La sensación que me embiraga sin aviso, rezándome que todo es gris y monótono. No hay cura para eso, soy consciente de ello. Hoy descendía la pendiente atento a los escaparates de cada farmacia, de cada herbolario, repasando una y otra vez las vivencias pasadas en las que el viento era capaz de arrastrar las nubes como castillos de arena en un mundo sin esperanza para la esperanza. Y sucedió, de forma diferente, para el mismo problema. Un pequeño y delicado frasco de cristal, frágil como las cenizas que quedan cuando el fuego se ha extinguido. No contenía el remedio definitivo, solo algo para paliar los efectos del dolor, la desilusión y la ansiedad.
Aquí terminaría el relato de ser un cuento para inocentes infantes despreocupados de la existencia de cielo alguno. No es el caso. El frasco, tan frágil y delicado como era, salió rodando colina abajo, resquebrajándose en el traqueteo constante de malos tragos y baches.

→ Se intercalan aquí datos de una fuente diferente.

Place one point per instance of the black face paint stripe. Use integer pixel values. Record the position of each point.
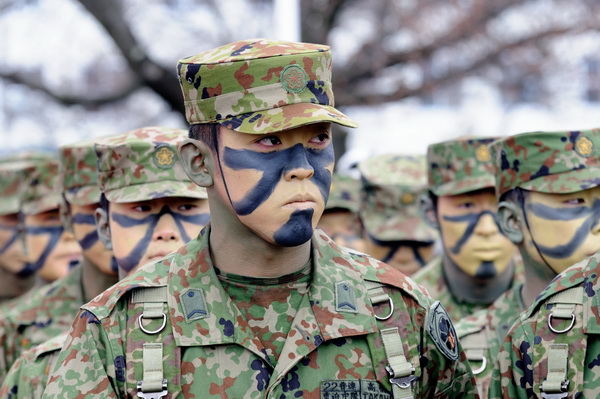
(55, 232)
(549, 213)
(274, 165)
(128, 262)
(472, 219)
(14, 236)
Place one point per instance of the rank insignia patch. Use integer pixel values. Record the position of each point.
(441, 330)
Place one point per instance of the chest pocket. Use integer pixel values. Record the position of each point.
(387, 349)
(153, 359)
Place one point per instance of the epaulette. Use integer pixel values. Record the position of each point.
(149, 275)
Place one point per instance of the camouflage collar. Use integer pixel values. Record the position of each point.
(203, 314)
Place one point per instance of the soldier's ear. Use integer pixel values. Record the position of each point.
(511, 221)
(197, 161)
(103, 227)
(428, 212)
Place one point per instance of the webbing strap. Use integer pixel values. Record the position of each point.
(153, 372)
(556, 381)
(400, 370)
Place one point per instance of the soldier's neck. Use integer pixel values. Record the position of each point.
(537, 277)
(11, 286)
(235, 251)
(94, 281)
(476, 290)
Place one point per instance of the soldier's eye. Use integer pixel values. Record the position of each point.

Ahora estoy donde siempre he estado, con los pies sobre las huellas que mis zapatos han dejado en el cemento. Puedo ver, atemorizado y con un agudo pitido perforándome los oídos, cómo la pequeña quimera se dirige con precisión a los pies de otro. Él está abajo, con los brazos abiertos y esperando, como yo, que la fragilidad del recipiente soporte la travesía que casi ha terminado. Cree que ya la tiene pero se ha olvidad de darle el cariño y la atención que merece.
Analfabetos pidiendo El Quijote para los reyes magos. La risa es irreprimible, irrespetuosa, impetuosa. La desesperación ciega mis ojos con pólvora de aroma a fuegos artificiales.
Hablo sobre creatividad, la que algunos hombres portan con elegancia y enigma. Hablo sobre mi creatividad, mi don, el que me hace correr cuesta abajo sin frenos, directo y dispuesto a interceptar la trayectoria del bólido sin chaleco antibalas. Porque, ¿quién coño soy si no corro como un idiota plenamente dedicado a dejarse los piños sobre el asfalto?